So schreibt eine Person:
«Ich kam mir sehr gut aufgehoben vor – trotz der sehr privaten Fragen haben Sie mir nicht das Gefühl gegeben, ein Mensch zweiter Klasse zu sein.»
To-Dos
Kritische Rückmeldungen gab es bezüglich der Wartezeiten. Fast die Hälfte der Befragten musste aus ihrer Sicht lange auf das Erstgespräch warten. Auch die Autorin hält ein zeitnahes Erstgespräch für wichtig und plädiert dafür, dass diesbezüglich ausreichende Ressourcen zur Verfügung gestellt werden. Ausserdem empfehle sich eine aktivere Öffentlichkeitsarbeit, damit sich die Betroffenen bereits bei anbahnenden Problemen meldeten und nicht erst bei akuten Notlagen.

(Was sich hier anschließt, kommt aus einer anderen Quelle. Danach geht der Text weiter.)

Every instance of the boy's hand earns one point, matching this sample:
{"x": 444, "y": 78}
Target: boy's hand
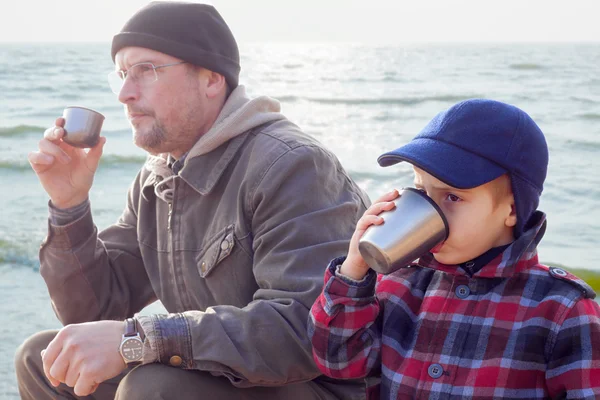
{"x": 355, "y": 266}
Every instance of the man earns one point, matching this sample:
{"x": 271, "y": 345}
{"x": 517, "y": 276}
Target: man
{"x": 228, "y": 224}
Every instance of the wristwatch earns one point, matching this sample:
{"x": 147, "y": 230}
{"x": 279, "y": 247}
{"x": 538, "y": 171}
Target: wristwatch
{"x": 131, "y": 344}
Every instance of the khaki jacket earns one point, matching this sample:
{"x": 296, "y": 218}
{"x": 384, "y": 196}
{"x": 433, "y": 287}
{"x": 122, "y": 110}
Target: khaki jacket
{"x": 235, "y": 248}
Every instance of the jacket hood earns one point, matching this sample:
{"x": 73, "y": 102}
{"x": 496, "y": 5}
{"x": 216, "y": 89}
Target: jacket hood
{"x": 239, "y": 115}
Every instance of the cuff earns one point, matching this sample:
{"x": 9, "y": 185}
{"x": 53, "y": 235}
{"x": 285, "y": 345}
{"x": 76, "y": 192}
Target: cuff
{"x": 71, "y": 235}
{"x": 64, "y": 216}
{"x": 167, "y": 340}
{"x": 343, "y": 291}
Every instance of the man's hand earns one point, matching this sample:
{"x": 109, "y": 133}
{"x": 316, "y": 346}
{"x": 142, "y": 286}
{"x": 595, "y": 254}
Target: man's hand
{"x": 65, "y": 172}
{"x": 84, "y": 355}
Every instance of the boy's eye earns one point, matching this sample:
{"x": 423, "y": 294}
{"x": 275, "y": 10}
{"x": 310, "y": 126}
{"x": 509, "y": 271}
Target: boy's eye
{"x": 452, "y": 197}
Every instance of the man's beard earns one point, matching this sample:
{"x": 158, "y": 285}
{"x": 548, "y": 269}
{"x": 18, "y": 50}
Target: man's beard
{"x": 153, "y": 140}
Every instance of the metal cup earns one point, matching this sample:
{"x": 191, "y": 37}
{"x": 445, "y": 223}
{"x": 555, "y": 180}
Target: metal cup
{"x": 411, "y": 229}
{"x": 82, "y": 126}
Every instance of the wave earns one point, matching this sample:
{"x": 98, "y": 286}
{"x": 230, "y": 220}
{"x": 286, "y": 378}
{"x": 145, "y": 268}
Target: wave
{"x": 583, "y": 145}
{"x": 406, "y": 101}
{"x": 20, "y": 129}
{"x": 118, "y": 160}
{"x": 111, "y": 160}
{"x": 589, "y": 116}
{"x": 526, "y": 66}
{"x": 583, "y": 100}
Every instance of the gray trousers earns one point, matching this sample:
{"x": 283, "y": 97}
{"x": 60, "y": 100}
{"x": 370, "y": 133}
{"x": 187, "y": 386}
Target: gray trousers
{"x": 148, "y": 382}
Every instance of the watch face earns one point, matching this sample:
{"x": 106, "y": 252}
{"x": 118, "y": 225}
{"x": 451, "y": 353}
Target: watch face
{"x": 132, "y": 349}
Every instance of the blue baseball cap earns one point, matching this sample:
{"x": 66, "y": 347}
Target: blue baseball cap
{"x": 477, "y": 141}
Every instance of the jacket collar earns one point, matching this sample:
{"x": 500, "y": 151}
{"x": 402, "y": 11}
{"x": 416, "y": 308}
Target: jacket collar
{"x": 520, "y": 255}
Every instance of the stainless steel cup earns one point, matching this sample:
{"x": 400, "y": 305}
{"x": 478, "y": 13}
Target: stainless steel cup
{"x": 82, "y": 126}
{"x": 411, "y": 229}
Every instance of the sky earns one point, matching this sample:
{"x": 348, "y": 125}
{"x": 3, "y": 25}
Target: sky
{"x": 373, "y": 21}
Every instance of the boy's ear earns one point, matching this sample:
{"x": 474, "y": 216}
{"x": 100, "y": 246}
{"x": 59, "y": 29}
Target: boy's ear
{"x": 511, "y": 219}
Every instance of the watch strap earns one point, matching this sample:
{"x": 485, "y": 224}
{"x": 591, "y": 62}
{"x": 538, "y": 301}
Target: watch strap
{"x": 130, "y": 328}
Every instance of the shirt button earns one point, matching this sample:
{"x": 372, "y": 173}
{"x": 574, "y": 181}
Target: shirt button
{"x": 175, "y": 361}
{"x": 462, "y": 291}
{"x": 435, "y": 371}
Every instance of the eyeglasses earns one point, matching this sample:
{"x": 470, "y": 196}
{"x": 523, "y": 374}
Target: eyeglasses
{"x": 142, "y": 74}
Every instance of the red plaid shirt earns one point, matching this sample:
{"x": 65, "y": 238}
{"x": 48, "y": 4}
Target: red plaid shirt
{"x": 514, "y": 330}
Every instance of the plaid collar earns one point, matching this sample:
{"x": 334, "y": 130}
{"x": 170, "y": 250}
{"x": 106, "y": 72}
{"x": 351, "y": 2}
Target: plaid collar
{"x": 520, "y": 255}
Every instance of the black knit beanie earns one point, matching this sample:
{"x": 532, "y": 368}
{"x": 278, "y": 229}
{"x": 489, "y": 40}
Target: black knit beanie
{"x": 193, "y": 32}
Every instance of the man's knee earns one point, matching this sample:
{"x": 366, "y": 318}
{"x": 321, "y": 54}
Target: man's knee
{"x": 27, "y": 357}
{"x": 162, "y": 382}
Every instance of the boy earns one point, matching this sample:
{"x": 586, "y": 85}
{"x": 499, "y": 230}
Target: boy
{"x": 478, "y": 317}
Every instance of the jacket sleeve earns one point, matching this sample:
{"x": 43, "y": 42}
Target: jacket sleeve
{"x": 574, "y": 366}
{"x": 344, "y": 326}
{"x": 92, "y": 276}
{"x": 303, "y": 209}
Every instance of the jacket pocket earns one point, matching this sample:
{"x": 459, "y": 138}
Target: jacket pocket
{"x": 218, "y": 248}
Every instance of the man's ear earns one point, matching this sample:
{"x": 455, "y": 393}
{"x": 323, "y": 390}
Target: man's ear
{"x": 511, "y": 219}
{"x": 215, "y": 84}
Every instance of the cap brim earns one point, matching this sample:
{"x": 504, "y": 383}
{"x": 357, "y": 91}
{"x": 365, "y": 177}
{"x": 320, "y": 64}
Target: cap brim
{"x": 450, "y": 164}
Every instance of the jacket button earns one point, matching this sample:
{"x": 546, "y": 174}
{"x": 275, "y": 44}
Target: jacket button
{"x": 175, "y": 361}
{"x": 225, "y": 245}
{"x": 462, "y": 291}
{"x": 435, "y": 371}
{"x": 558, "y": 272}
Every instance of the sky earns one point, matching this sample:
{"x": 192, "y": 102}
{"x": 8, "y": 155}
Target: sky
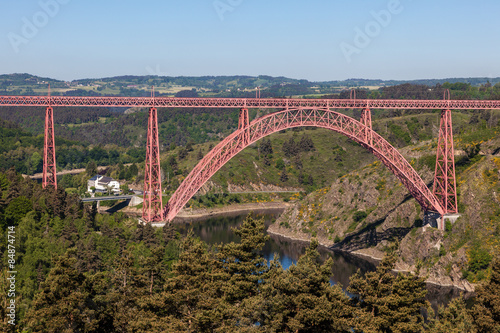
{"x": 317, "y": 40}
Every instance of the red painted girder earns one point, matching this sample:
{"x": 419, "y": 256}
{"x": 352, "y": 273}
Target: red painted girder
{"x": 179, "y": 102}
{"x": 278, "y": 121}
{"x": 49, "y": 151}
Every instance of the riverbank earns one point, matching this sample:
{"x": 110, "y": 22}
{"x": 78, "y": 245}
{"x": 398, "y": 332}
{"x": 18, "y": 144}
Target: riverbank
{"x": 189, "y": 214}
{"x": 192, "y": 215}
{"x": 451, "y": 280}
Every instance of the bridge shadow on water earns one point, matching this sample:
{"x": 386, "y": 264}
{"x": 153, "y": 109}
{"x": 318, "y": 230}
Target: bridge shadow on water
{"x": 119, "y": 206}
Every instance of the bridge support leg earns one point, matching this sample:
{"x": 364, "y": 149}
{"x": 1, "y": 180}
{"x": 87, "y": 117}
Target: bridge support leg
{"x": 152, "y": 210}
{"x": 243, "y": 124}
{"x": 366, "y": 119}
{"x": 49, "y": 151}
{"x": 445, "y": 188}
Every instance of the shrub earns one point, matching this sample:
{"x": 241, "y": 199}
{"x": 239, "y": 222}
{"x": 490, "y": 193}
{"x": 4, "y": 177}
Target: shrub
{"x": 360, "y": 215}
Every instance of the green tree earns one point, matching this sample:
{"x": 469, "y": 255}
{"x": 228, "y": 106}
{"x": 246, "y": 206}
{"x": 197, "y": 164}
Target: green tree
{"x": 190, "y": 298}
{"x": 386, "y": 302}
{"x": 91, "y": 169}
{"x": 301, "y": 299}
{"x": 17, "y": 209}
{"x": 63, "y": 304}
{"x": 486, "y": 311}
{"x": 453, "y": 318}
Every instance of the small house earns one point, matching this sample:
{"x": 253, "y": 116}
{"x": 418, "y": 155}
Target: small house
{"x": 103, "y": 184}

Weiter sei zur qualitativen Sicherung und Weiterentwicklung des Aufnahmeverfahrens Methodenkompetenz notwendig sowie vor allem ein vertieftes Wissen in sozialhilfe- und sozialversicherungsrechtlichen Fragen. Die Arbeit schliesst mit der Anregung, dass die Sozialdienste die Klientinnen und Klienten auch künftig durch Befragungen einbeziehen. So könne gemeinsam an einem Aufnahmeverfahren gefeilt werden, das Betroffene ohne Schamgefühl nutzen und den Sozialarbeitenden ermöglicht, ihrem paradoxen Doppelmandat zwischen Kontrolle und Hilfe nachzukommen.
Weitere Informationen zur Arbeit
Die Master-Arbeit von Cornelia
Lorenz HIER heruntergeladen werden.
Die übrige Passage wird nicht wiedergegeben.